One day my grandson, Brad, who is five, came running into the room where his mother was working. With considerable animation in his voice he said, “Megan hit me!” Megan is his three-year-old sister.
From the beginning of time, parents have dreaded these words, because then they have to assume the roles of detectives, judges, policemen, and jailors. Who started it? Why did you hit your brother?
Of course, the answers from the parties involved never coincide, so the wisdom of Solomon is required to sort it all out. Then they ask, futilely, how many times have I told you not to do that? Then the parents have to figure out a plan for preventing this behavior—usually something different, because everything else has already failed.
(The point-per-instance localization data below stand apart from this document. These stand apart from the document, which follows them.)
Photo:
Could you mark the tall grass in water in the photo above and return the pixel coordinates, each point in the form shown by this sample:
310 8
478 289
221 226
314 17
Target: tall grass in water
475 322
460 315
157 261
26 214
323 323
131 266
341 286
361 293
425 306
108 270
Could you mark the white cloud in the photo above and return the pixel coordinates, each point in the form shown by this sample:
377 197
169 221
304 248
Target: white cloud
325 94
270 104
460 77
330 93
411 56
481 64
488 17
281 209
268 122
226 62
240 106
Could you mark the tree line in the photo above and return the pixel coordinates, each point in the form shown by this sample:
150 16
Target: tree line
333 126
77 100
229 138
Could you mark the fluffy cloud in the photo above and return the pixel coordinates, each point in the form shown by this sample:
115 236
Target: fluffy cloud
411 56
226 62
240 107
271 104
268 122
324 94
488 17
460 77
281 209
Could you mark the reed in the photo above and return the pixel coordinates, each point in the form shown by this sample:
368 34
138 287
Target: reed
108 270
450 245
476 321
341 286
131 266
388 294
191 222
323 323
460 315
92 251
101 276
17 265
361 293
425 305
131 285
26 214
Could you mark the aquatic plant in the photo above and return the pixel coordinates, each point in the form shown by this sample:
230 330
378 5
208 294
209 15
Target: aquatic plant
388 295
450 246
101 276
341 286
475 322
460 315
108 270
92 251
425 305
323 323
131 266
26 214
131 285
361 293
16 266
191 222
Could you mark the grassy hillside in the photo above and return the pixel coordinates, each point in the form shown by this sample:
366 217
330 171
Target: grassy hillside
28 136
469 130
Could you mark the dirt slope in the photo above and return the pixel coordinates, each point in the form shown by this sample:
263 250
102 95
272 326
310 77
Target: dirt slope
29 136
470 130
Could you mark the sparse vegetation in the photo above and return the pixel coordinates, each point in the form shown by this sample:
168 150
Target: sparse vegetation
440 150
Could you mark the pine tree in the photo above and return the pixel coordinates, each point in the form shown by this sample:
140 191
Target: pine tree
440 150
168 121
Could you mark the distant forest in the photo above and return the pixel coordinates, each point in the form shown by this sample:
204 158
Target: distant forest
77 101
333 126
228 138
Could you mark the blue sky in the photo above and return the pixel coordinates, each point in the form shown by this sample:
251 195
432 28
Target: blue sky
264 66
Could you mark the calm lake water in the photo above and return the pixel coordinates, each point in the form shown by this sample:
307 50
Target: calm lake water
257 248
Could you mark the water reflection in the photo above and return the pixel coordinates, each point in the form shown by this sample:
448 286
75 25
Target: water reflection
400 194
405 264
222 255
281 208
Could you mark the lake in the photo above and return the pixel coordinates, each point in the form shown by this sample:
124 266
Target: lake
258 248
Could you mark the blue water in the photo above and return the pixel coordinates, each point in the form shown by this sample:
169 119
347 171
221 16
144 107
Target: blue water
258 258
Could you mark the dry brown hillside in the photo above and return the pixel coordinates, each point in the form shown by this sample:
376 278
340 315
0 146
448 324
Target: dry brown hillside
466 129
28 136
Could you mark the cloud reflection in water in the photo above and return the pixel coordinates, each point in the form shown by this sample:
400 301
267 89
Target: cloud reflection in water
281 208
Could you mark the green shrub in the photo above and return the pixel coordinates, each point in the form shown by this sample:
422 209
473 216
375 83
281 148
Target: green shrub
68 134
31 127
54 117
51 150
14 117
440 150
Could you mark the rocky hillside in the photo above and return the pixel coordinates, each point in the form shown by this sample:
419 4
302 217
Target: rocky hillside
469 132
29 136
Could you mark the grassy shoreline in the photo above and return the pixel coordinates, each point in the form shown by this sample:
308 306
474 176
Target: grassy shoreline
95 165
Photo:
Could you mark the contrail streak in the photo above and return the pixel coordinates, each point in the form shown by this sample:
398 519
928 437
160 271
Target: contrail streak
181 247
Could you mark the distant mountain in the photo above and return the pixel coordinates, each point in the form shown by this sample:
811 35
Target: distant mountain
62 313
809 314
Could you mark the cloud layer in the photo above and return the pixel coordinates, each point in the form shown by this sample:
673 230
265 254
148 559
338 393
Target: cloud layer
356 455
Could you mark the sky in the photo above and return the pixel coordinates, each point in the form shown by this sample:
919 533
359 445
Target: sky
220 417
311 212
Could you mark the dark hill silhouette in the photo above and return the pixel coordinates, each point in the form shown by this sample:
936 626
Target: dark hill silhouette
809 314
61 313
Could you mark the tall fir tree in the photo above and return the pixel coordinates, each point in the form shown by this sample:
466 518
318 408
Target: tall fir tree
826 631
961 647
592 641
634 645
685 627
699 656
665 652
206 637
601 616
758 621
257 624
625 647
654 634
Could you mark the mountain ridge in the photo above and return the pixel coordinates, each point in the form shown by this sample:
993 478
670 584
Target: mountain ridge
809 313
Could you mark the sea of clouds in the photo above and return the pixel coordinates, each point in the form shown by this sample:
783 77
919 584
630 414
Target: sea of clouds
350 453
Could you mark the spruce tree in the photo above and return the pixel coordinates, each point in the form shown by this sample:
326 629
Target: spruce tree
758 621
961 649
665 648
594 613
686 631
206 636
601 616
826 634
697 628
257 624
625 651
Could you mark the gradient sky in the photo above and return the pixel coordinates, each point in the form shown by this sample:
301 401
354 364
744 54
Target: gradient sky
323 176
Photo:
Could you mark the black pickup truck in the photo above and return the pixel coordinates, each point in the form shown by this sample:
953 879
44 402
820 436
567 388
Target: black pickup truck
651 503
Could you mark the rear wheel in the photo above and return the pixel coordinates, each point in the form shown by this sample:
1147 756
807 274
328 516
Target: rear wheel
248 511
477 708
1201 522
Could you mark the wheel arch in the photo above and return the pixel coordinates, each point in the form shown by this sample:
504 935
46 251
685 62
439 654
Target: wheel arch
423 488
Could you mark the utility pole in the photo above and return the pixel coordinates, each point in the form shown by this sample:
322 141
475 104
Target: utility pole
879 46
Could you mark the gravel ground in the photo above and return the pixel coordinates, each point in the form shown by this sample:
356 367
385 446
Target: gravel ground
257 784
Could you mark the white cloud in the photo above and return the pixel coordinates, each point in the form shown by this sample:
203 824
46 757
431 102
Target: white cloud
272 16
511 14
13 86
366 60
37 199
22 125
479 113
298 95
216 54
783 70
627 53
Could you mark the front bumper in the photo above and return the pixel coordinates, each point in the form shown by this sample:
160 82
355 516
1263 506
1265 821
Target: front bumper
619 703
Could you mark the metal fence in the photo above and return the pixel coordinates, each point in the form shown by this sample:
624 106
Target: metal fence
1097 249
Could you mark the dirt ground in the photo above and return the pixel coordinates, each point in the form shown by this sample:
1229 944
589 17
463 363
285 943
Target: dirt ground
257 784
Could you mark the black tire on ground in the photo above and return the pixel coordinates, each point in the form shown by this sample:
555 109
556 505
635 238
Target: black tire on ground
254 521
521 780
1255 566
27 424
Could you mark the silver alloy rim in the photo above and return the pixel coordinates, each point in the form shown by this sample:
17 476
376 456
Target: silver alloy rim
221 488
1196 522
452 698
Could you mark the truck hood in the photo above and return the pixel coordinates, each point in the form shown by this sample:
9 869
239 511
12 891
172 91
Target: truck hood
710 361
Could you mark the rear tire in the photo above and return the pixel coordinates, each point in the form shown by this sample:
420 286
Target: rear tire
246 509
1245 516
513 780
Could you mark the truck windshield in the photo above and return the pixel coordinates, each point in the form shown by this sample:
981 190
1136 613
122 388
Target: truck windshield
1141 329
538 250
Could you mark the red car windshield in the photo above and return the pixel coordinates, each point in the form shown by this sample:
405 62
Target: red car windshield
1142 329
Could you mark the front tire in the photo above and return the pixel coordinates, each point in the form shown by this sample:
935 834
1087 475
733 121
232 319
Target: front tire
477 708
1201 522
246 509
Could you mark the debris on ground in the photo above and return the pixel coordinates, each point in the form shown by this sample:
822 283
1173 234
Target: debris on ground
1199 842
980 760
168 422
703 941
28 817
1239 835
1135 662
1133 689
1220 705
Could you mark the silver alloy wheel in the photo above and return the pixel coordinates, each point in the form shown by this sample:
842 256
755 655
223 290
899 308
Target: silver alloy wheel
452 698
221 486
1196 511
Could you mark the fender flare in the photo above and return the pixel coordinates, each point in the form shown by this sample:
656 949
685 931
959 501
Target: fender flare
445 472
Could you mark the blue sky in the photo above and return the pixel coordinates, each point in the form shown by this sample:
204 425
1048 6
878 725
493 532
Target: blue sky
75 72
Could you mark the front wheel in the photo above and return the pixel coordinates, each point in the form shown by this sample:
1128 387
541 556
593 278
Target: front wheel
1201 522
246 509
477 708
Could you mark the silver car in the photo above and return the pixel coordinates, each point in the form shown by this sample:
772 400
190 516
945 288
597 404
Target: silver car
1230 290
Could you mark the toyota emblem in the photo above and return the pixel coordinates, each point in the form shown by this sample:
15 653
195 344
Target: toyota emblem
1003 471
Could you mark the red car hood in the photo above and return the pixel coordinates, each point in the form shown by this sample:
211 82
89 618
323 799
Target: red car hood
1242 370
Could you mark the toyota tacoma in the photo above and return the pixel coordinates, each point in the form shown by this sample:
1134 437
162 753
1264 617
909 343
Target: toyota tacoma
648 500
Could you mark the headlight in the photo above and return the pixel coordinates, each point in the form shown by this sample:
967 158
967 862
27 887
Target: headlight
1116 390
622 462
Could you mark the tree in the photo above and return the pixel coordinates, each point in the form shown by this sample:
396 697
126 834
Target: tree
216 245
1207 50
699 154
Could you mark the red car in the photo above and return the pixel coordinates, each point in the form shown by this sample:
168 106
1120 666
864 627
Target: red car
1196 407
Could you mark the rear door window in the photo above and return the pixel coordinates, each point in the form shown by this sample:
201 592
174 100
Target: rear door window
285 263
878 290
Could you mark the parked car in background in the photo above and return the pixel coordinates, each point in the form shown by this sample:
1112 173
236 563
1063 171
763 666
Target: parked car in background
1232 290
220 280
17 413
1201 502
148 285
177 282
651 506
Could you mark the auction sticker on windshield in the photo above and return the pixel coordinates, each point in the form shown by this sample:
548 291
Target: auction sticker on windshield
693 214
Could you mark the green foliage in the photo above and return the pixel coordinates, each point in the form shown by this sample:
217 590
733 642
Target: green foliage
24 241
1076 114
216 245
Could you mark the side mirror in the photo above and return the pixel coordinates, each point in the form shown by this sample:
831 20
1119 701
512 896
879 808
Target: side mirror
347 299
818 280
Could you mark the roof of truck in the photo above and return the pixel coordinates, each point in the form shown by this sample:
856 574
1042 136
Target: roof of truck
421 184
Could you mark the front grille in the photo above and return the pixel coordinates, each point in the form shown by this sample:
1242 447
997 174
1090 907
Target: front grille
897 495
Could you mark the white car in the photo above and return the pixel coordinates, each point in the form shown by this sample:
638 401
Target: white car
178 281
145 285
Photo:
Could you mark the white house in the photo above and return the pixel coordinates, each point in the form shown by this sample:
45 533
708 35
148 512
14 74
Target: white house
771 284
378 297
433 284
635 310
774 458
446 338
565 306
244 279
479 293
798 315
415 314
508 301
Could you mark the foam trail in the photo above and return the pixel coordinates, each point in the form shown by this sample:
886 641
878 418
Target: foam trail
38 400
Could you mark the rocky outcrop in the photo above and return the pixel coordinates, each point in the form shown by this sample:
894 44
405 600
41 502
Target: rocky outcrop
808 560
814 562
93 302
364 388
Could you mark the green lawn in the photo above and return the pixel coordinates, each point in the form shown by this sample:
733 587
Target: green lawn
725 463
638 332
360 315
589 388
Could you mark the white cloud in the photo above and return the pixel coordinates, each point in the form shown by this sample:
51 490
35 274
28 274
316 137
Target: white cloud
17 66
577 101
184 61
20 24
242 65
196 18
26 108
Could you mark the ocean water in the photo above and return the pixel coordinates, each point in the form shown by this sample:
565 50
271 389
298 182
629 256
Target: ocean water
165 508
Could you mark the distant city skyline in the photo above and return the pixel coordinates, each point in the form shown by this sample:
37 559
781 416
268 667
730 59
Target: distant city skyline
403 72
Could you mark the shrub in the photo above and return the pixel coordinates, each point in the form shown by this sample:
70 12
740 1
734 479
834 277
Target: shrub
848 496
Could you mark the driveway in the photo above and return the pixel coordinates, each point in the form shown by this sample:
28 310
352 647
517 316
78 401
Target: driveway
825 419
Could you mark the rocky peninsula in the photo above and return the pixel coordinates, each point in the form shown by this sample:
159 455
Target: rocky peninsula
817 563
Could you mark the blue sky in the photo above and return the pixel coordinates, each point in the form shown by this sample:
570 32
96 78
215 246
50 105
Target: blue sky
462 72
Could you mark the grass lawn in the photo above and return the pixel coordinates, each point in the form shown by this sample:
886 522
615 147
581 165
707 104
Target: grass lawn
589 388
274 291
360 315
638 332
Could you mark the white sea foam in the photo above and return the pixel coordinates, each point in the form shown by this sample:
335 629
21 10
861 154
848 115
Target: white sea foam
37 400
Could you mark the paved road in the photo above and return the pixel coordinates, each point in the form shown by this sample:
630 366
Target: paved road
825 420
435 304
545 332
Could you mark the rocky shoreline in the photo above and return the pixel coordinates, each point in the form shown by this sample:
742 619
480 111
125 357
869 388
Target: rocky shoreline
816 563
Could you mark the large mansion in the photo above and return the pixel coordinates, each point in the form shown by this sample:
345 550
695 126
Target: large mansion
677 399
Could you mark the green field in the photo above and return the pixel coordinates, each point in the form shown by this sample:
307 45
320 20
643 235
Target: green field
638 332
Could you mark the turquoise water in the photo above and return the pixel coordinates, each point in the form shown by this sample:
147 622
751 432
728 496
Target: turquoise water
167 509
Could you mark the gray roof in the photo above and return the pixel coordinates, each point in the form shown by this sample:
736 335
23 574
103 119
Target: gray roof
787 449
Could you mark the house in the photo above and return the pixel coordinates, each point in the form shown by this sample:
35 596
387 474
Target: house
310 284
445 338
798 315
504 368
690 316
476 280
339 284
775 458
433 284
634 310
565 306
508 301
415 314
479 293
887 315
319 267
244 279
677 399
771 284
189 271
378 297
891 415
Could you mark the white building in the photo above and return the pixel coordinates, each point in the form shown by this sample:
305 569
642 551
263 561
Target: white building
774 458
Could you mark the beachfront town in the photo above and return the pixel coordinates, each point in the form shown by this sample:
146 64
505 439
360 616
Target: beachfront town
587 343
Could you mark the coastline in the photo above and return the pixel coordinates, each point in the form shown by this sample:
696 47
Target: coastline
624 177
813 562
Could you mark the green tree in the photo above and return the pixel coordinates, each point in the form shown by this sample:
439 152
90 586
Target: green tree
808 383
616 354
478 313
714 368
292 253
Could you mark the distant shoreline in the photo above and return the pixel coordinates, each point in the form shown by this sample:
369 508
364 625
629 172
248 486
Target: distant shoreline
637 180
But this interaction with Brad was different, and it loudly confirmed what I’ve been teaching for many years, that as children we learned to lie only to avoid the withdrawal of the love of our parents and others. If we had felt unconditionally loved as children, there would have been no need to lie. Brad’s mother has done an admirable job of unconditionally loving him from birth. When he makes mistakes, she teaches and guides him, but she doesn’t express disappointment and anger, which have no useful role in teaching and only serve to communicate I don’t love you to a child.
Because Brad hasn’t been punished with disappointment and anger—because he hasn’t experienced the withdrawal of love —when he’s made mistakes, he hasn’t found much use for lying. So when he came to his mother and said, “Megan hit me!” she knew she didn’t need to turn the experience into an interrogation. She simply said, “Oh, really?”
“Yes,” Brad said, “but I hit her first.”
No need for a detective or a judge or a policeman or a jailor. No conflict at all. Rachel, his mother, simply played the role of parent and taught him.
“Do we hit people?” she asked.
“No,” he said.
“Because it’s not kind.”
“No, it’s not,” she said. “And when you hit Megan, did that make you feel happy inside?”
“Did it make her happy?”
Brad smiled at that. “No, she didn’t like it. That’s why she hit me back. And she almost hit my eye.”
“So hitting didn’t make anybody happy, did it?”
“That’s why we don’t hit people. It’s not kind, it’s not loving, and nobody is ever happy when we’re hitting. So why did you hit her?”
“She took my book from me.”
“And you didn’t like that.”
“Is there something you could have done other than hit her when she took your book?”
Then Rachel talked with Brad until they came up with some ideas together about what he could have done differently that would have made both him and Megan much happier. It was a delightful teaching experience.
Rachel and Brad had such an obviously good time together as they discussed what had happened, that after a few minutes, Megan came running into the room, shouting, “I was hitting too!” She wanted some of the same positive attention Brad was getting.
Loving and teaching children works far better than being angry at them. Loving works better with adults too, by the way.